In 1988, I was hired as editor of High Times magazine where I created the Cannabis Cup, the world’s most famous cannabis awards ceremony, and the Freedom Fighters, the first hemp legalization group. I also created a garage-rock revival band called the Soul Assassins (check out the music at http://theoriginalsoulassassins….). In 1990 I began promoting 420 as a counterculture ceremony and played a leading role in spreading the 420 phenomenon around the globe. For 15 years, I regularly appeared at college campuses as part of a debate on the legalization of cannabis, alongside former New York DEA chief Robert Stutman. The event, known as “Heads versus Feds,” began in 2001 and visited more than 350 colleges in fifteen years, regularly drawing standing-room crowds. Bob and I became known as “The Ultimate Odd Couple,” and have became friends despite the cultural gap between us.

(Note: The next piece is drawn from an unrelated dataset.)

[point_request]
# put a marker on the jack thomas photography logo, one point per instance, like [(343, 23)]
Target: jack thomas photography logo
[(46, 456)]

The national hemp group I created in the late 1980s, The Freedom Fighters, held council at 4:20 PM for years before the numerology caught on and we successfully snatched the flag and Liberty Boy spirit from President Reagan (until the Tea Party snatched it back decades later). I blogged very little for the first year or so, but a couple years into it, I began using the blog primarily to share my deep political research. Some recently told me my title had become misleading because it’s not a blog about cannabis per se, although the disappearance of cannabis from religion is the major conspiracy I’m currently researching. Just a long-winded explanation for why I changed the blog name today. The tin or penny whistle was one of the most inexpensive melodic instruments invented and sold for a penny in England in the nineteenth century. It’s appropriate because I am a whistleblower on intel’s Tin Foil Hat Patrol. And please don’t get scared by the truth. The oligarchies have been running the show since the dawn of civilization, and true democracy may never appear in our time, but that doesn’t mean we can’t chart a course for future generations to follow. Without an understanding of political realities, there is no enlightenment. And enlightenment is fun.